Even if the client’s alleged behavior or omission might meet the statutory definition, the employer has the burden to prove disqualifying misconduct with competent evidence. Thus, even if the agency disqualified your client at application, your client should still win if the employer fails to participate in the subsequent appeal hearing or if the only evidence against your client is incompetent evidence such as hearsay.
Finally, even if you are in an “unfavorable” circuit, when you are parsing the “misconduct” definition in La. R.S. 23:1601(2) and applying it to your client’s facts, successful arguments from prior jurisprudence might still help your client win. The case law is extensive and varied. Be sure to remind any adjudicator of the law’s remedial purpose, while highlighting any favorable circumstances. Some successful arguments or themes that could help if relevant to your client’s facts are:
- The client did not know or understand that policy alleged to have been violated.
- The misconduct was not directly connected with the job.
- The employer’s reason for discharge was something other than the alleged misconduct.
- The totality of circumstances should be considered.
- Your client might have acted in good faith, not intending to harm the employer.
- A single, isolated incident contrasts with your client’s otherwise blameless history.
- A “hot-headed” response to provocation is excusable.
- Poor judgment or simple human negligence are not disqualifying.

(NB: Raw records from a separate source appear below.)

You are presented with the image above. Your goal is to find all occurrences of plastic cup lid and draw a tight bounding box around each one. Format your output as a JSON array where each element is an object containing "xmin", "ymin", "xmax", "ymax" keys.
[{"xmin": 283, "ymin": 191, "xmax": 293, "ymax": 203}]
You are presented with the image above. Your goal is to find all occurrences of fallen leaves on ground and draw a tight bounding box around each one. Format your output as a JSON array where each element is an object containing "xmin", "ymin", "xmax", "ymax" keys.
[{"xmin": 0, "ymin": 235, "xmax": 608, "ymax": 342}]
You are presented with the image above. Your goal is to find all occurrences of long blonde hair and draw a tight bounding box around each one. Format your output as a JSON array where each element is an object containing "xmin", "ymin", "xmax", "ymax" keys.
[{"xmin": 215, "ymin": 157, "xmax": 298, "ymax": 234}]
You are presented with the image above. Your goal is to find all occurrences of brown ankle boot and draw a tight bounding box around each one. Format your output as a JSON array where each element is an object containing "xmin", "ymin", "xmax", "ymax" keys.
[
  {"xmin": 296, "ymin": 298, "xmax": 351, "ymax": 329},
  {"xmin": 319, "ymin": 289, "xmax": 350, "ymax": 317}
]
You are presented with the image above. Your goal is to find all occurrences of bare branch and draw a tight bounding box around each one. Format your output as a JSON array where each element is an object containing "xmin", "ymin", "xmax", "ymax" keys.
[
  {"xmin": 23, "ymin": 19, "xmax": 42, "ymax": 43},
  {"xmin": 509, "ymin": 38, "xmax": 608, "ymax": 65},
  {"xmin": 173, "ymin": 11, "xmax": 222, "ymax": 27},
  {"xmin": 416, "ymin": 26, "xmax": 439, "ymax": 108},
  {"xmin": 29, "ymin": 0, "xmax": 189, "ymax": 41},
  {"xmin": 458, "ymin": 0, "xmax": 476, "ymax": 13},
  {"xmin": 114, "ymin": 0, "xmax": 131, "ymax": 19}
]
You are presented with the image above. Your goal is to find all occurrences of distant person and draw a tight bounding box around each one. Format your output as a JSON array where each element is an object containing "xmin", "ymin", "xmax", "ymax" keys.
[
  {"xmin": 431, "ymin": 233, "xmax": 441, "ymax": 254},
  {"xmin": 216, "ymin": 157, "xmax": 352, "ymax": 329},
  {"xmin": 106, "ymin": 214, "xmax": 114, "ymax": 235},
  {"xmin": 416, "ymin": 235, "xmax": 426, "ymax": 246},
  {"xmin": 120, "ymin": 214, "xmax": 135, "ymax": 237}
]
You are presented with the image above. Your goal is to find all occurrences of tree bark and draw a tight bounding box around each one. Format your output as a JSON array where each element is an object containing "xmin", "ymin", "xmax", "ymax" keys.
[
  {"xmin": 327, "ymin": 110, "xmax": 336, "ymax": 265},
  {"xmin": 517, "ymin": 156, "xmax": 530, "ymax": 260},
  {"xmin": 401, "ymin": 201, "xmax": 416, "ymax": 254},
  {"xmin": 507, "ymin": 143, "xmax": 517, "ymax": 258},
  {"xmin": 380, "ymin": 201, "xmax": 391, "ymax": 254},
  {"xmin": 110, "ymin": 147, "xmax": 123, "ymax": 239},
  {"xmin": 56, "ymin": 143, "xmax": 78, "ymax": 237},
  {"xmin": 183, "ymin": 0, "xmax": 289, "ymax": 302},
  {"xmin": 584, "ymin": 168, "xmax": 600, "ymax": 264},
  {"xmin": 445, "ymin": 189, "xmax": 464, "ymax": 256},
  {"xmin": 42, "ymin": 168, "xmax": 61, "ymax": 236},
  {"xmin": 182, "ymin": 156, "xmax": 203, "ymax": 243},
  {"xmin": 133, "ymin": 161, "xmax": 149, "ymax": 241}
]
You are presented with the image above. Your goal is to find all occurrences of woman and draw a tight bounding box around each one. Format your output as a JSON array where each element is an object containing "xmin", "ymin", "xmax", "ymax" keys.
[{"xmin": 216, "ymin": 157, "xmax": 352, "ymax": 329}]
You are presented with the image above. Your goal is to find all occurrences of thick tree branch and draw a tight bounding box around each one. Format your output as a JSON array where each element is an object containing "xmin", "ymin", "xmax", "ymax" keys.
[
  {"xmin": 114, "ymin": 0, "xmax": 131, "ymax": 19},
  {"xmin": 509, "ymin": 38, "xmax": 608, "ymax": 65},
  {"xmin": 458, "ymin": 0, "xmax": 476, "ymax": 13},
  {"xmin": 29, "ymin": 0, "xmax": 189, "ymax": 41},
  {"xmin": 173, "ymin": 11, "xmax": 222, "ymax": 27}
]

- Poor work performance resulted from a simple inability to meet job standards rather than deliberate misconduct.
- There was a reasonable basis for an action or inaction (e.g., an emergency).
- Your client was following common practice or a supervisor’s directive.
- The misconduct was caused by factors beyond a worker’s control (e.g., sickness, childcare failure, transportation emergencies).
- 1See, e.g., Banks v. Administrator, 393 So. 2d 696 (La. 1991); Charbonnet v. Gerace, 457 So. 2d 676 (La. 1984).